JAVIER VILLAN
El arquitecto y el relojero
Autor: Jerónimo López Mozo. / Dirección: Luis Maluenda. / Intérpretes: Antonio Canal, Gary Piquer y Juan Carlos González. / Escenario: Galileo Teatro.
Calificación: ***
MADRID.- Corre el riesgo El arquitecto y el relojero de que una apresurada apreciación la coloque en el mismo cesto de esa atolondrada memoria histórica zapaterina que no satisface ni a los unos ni a los otros; y que, en cambio, alborota el avispero histórico y emocional. Esta obra es algo más que una coyuntura política o electoral. Es el alma acusadora de las cosas, la persistencia terca de su significado, como los barracones de Auschwitz o los despojos de los judíos gaseados: memoria del horror. Los edificios son seres vivos que guardan en sus entrañas el alma de quienes los habitaron: odios y amores, caricias y torturas.
Hace más de 30 años, pensando en algo parecido al edificio de esta obra, publiqué un poema que, entre otras cosas, decía: «¿Quién sabe de la sangre vertida en los rincones de los oscuros cuartos?». Graffitis en la pared de una celda, una baldosa con restos de sangre reseca, una barra de hierro también ensangrentada. Una máquina de escribir depositaria de una confesión arrancada entre gritos: pequeñas cosas de una gran historia; acaso la máquina que, arrojada por un torturador iracundo contra la cabeza de Antonio Gamero, el actor, lo dejó sordo de por vida.
López Mozo pertenece a una generación emparedada entre el fulgor heroico del realismo político de los años 50 y las nuevas corrientes de la modernidad democrática. Su carácter de compromiso y denuncia, formalizado en la ruptura de los cánones del realismo mostrenco, los dejó a la intemperie de todos los vientos, dictatoriales o democráticos.
El arquitecto y el relojero es una obra sólidamente construida, con un temblor lírico de sombría historicidad, que se enfrenta vigorosamente a esa memoria de las cosas, que impide el olvido de las atrocidades y que levanta acta de un estado policial. Revive el clima siniestro del franquismo, aunque arranca como erudita controversia entre la nueva y vieja arquitectura, entre restauración fiel y demolición casi absoluta.

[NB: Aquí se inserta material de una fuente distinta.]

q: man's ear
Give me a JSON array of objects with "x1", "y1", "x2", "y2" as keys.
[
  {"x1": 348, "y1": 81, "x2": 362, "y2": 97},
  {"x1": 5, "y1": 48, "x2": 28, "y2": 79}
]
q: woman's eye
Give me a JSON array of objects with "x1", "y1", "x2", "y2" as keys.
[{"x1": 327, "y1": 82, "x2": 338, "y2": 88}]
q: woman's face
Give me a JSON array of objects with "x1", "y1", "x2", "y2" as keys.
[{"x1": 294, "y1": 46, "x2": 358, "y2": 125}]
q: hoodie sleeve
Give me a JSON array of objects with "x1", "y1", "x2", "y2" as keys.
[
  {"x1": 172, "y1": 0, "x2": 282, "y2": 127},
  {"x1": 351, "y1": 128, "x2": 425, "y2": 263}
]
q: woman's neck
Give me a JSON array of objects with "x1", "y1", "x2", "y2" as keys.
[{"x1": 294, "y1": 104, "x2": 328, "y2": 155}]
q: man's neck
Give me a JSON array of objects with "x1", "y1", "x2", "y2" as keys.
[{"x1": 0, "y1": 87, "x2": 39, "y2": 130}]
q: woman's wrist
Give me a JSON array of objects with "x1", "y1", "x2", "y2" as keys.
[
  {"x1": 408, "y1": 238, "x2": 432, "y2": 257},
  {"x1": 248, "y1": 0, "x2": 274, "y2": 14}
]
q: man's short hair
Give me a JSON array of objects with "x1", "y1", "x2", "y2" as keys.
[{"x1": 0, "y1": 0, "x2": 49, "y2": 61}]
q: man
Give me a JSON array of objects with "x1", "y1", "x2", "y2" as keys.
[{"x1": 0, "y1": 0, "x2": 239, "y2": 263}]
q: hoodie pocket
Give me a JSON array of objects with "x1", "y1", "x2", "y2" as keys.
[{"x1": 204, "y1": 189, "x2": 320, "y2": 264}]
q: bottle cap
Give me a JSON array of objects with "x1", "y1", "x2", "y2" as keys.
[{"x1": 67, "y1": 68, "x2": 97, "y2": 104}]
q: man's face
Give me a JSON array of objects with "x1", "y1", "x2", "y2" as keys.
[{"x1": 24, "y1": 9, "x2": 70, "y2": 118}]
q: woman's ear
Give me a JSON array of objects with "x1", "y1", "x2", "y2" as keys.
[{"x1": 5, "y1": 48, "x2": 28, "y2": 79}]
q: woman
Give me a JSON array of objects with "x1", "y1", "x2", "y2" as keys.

Pero esa controversia encierra una idea política: borrar del edificio de la Dirección General de Seguridad toda huella de su historia atroz. Las máquinas excavadoras sólo dejan en pie la fachada; o sea, una realidad virtual que niega la existencia de celdas, de ventanas por las que se arrojaba a algún detenido (referencia a la defenestración de Grimau), de rejas e instrumentos de tortura. Este plano metafórico, junto a los toques pirandellianos, que rompen todo esquema documental, unido al vigor de las interpretaciones de Antonio Canal -irreductible en su conciencia- y Gary Piquer -el arquitecto esteta-, podría prestarse a una estética alternante entre el minimalismo y un expresionismo sórdido. Luis Maluenda lo resuelve prácticamente, con una proyección de vídeos.